Back in March, as I was getting ready to launch the Bal Tashchit Balabusta, I wrote a pair of extra blog posts to have ready to go for weeks that became especially busy. My plan was to always have at least one post prepped and ready, like an apple kugel in the freezer for Shabbos. Then COVID hit, and I certainly needed some ready-to-serve posts. There was just one problem with the two I had: one was about cutting out single-use shopping bags (as most places banned reusable bags), and the other was about ways to reduce waste at work, written before businesses were shut down.
“A super-easy way to get started reducing waste is by cutting out single-use shopping bags,” I wrote in the first week of March, not knowing that there would soon be weeks of ordering groceries for pickup from Target or Walmart and taking however many single-use bags they gave me. Then it was back to shopping inside stores, but with new restrictions. For the first time in 10 years, my husband and I weren’t able to use our huge stash of renewable bags for shopping trips: tote bags given out when we made calls for the Jewish Federation’s Super Sunday, lots more totes from professional conferences, camp bags from kids’ backyard camps, and more. Over the years, we had worked out systems about where to keep them, how to cycle them from the house back to the vehicles after each use, and other small logistical matters. With the addition of mesh vegetable bags, we had made single-use bags shopping bags obsolete in our house.
Fast forward—I had five, count them, one, two, three, four, five, FIVE plastic bags stuffed with dozens and dozens of plastic bags in my van, waiting to go into the bin outside our grocery store for recycling (in reality, downcycling, but more on that in another post) on my next grocery trip. And that was after I used a bunch of the bags to stuff inside my purses to help them keep their shape. COVID-19 or not, something had to change before I developed a rare and strange allergy to the mere thought of all that single-use plastic in my house and van.
Then, I remembered a great suggestion from Zero Waste Home: The Ultimate Guide to Simplifying Your Life by Reducing Your Waste by Bea Johnson: You can refuse to accept plastic bags. Just because there was a plexiglass sheet between the cashier and me at the drugstore didn’t mean I couldn’t still say, “Thank you, but I don’t need a bag.” I went back to sliding small purchases into my purse (making sure I had the receipt handy, of course) or my pockets. When I forget to bring a bag on a little errand, I just carry whatever doesn’t fit in my purse in my hands to the car, where I keep a tote bag filled with more reusable tote bags. Of course, I wasn’t going to ask any essential worker in a store to handle my bag or two, but I could (and did) avoid the whole problem by saying, “Just slide my things down the belt, and I’ll bag them myself.”
Of course, a week’s worth of shopping wasn’t going to fit in a purse or pockets or even two or three bags. One week, it occurred to me that I had still had my reusable bags out in the van that I was free to use as long as I didn’t ask Miss Linda, our favorite salesclerk, to touch them.
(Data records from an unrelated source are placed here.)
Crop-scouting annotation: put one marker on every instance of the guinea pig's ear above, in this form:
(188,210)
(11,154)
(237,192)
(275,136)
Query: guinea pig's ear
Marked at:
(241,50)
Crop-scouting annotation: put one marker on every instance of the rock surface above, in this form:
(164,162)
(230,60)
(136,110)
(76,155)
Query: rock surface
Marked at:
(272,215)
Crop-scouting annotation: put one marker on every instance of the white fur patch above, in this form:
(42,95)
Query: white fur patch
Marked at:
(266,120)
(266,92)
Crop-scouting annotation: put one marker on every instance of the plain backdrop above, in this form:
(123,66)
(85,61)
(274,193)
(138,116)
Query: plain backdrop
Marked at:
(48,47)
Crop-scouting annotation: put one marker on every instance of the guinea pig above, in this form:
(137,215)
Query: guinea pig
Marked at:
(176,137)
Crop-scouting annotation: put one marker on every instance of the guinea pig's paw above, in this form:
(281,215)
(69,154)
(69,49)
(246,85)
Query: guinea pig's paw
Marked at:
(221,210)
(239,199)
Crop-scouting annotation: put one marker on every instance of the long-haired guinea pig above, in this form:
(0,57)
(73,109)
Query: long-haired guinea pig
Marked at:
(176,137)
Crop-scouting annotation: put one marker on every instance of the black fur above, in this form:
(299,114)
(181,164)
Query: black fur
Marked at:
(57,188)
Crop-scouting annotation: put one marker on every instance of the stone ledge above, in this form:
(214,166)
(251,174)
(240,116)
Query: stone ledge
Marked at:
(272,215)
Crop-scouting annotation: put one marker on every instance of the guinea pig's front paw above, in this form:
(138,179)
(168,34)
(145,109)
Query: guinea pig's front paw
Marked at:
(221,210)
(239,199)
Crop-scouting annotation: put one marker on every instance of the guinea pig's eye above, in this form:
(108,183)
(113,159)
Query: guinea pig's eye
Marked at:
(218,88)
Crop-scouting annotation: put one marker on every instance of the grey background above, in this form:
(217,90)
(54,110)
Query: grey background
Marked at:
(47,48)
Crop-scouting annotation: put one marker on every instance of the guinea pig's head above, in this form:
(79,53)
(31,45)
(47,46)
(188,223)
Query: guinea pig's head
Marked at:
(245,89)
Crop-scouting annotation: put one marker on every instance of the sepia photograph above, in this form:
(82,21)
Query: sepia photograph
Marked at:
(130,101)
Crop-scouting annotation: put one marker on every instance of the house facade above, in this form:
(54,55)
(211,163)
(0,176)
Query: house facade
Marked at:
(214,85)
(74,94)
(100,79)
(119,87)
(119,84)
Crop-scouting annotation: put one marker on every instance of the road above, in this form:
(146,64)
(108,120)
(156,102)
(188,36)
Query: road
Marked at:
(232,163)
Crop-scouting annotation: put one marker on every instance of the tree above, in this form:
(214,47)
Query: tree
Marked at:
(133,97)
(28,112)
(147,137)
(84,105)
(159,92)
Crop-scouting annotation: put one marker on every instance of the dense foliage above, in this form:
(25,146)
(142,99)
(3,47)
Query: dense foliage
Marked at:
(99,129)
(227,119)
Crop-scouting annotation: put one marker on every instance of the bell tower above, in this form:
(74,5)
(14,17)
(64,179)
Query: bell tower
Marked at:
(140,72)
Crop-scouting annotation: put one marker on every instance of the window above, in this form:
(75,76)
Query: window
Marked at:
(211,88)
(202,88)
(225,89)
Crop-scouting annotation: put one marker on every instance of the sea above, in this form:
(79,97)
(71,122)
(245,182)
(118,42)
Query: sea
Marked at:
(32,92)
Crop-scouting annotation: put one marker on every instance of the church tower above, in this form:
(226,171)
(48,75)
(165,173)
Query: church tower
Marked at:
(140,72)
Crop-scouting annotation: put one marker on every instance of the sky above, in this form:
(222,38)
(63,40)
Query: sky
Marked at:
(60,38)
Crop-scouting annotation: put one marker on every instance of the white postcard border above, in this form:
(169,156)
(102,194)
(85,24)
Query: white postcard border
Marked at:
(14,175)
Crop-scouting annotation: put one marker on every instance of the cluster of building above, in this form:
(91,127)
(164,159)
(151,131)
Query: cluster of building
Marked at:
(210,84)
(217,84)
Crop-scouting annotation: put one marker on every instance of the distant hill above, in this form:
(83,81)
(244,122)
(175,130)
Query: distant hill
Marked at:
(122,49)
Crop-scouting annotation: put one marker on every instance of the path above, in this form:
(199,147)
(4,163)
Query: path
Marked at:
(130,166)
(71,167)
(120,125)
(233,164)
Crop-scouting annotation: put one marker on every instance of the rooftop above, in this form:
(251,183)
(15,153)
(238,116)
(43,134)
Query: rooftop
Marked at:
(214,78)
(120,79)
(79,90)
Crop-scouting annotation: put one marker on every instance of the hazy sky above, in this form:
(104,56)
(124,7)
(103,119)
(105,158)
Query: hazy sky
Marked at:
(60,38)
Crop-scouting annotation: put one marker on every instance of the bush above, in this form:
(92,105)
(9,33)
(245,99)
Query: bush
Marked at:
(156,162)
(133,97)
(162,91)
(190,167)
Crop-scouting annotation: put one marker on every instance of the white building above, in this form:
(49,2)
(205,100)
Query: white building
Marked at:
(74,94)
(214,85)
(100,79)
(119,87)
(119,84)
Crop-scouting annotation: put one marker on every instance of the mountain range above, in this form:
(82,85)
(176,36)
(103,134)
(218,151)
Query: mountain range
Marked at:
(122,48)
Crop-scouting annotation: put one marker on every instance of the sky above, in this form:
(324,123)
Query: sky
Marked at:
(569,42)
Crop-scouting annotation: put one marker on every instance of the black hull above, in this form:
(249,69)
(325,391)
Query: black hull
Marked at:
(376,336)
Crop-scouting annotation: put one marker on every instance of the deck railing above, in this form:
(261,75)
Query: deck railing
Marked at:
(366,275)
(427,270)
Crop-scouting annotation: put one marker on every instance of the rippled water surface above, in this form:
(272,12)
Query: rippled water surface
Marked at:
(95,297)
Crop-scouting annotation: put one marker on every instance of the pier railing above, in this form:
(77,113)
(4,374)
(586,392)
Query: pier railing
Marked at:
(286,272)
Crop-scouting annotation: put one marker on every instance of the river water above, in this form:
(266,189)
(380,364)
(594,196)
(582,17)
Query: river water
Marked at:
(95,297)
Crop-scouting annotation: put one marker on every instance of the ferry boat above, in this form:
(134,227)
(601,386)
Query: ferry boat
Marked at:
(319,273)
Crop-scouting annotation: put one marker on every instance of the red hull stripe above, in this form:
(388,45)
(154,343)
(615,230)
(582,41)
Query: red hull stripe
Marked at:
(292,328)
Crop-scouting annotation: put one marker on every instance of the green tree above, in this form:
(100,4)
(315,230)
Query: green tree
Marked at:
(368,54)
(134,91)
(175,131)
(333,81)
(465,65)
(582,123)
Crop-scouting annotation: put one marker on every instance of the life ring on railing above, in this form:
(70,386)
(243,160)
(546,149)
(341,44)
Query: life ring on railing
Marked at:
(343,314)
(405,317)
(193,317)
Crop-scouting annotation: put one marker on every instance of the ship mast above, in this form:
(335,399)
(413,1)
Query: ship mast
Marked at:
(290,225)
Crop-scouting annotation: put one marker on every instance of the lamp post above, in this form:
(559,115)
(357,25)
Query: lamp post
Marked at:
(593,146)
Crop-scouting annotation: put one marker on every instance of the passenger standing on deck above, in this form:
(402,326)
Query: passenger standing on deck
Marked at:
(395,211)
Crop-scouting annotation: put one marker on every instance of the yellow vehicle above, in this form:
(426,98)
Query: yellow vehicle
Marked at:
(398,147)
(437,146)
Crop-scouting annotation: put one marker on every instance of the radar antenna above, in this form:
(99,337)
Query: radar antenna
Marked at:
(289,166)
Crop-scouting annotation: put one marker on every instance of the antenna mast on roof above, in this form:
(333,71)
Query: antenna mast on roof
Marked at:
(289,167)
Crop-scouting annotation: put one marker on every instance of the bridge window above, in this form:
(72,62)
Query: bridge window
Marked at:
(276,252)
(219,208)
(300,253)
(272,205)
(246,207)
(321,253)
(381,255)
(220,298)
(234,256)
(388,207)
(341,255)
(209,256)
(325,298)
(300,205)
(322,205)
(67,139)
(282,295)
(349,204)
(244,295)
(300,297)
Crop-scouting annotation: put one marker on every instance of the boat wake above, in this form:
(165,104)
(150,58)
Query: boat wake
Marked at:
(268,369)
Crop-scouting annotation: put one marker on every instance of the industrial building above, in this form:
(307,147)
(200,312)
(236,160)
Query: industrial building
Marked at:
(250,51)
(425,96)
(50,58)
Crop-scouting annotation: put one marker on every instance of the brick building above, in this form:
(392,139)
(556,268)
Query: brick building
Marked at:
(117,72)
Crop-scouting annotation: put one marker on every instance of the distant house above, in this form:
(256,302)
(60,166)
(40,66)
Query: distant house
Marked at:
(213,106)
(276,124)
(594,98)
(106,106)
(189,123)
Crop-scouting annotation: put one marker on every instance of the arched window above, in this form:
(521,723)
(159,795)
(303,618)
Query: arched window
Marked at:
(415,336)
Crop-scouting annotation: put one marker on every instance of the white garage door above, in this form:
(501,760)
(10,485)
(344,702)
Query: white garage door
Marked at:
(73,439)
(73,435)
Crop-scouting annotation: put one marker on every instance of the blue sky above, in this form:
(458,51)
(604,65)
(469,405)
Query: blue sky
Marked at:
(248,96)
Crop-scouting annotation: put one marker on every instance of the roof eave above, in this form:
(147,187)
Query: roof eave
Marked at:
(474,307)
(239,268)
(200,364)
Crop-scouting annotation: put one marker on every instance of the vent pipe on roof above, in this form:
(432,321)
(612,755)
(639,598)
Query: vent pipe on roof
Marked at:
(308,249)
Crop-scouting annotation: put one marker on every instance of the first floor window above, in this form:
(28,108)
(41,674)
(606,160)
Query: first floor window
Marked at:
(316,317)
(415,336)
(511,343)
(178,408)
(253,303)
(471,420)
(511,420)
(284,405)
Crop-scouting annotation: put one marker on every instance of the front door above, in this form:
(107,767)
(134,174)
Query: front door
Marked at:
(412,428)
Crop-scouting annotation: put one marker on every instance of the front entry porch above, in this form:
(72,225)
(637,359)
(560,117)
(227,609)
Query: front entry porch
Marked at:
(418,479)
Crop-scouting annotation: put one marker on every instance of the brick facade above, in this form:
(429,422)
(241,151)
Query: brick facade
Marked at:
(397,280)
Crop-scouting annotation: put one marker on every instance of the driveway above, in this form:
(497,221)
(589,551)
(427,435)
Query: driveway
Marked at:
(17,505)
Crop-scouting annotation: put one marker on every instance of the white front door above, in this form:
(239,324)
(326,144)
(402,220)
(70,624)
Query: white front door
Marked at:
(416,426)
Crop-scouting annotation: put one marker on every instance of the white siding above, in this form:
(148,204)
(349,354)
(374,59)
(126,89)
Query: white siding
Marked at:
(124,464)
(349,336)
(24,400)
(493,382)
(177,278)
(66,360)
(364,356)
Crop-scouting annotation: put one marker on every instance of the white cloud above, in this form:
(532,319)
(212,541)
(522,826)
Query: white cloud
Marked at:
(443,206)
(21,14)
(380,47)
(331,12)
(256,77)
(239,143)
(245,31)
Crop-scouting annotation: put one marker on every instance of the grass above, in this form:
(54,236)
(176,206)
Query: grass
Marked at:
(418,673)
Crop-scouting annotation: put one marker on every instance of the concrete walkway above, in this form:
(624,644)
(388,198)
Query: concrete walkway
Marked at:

Instead of bagging the groceries, I asked her if I could just put everything straight back in the cart after she rang it up. Now, when we shop anywhere with a cart that you can take to the car, we ask that our groceries be put back in the cart, sans bags. We’ve never been told no, and it takes about five minutes to stash everything in reusable things up in the back of the van.
The fate of my county’s ban on single-use plastic bags, which went into effect in January 2020 only to be quickly discontinued because of COVID, is unknown. But ban or no, I can still eliminate these bags that wind up clogging municipal sewage and drainage systems, charges that have to be paid by the taxpayers. (By the way, these strategies have worked so well that last week I had the problem of having no bags in the house.)
And, because the energy required to make 12 paper bags is enough to power a car for one mile, I took a moment to stop and think about how the precious gift of energy we get from HaShem is better used to drive to do bikkur cholim, to make it to a shiur, or to drop off food for a family that has just had a baby, or a thousand other uses than making a plastic bag.
Tizku l’mitzvos, and have a great week!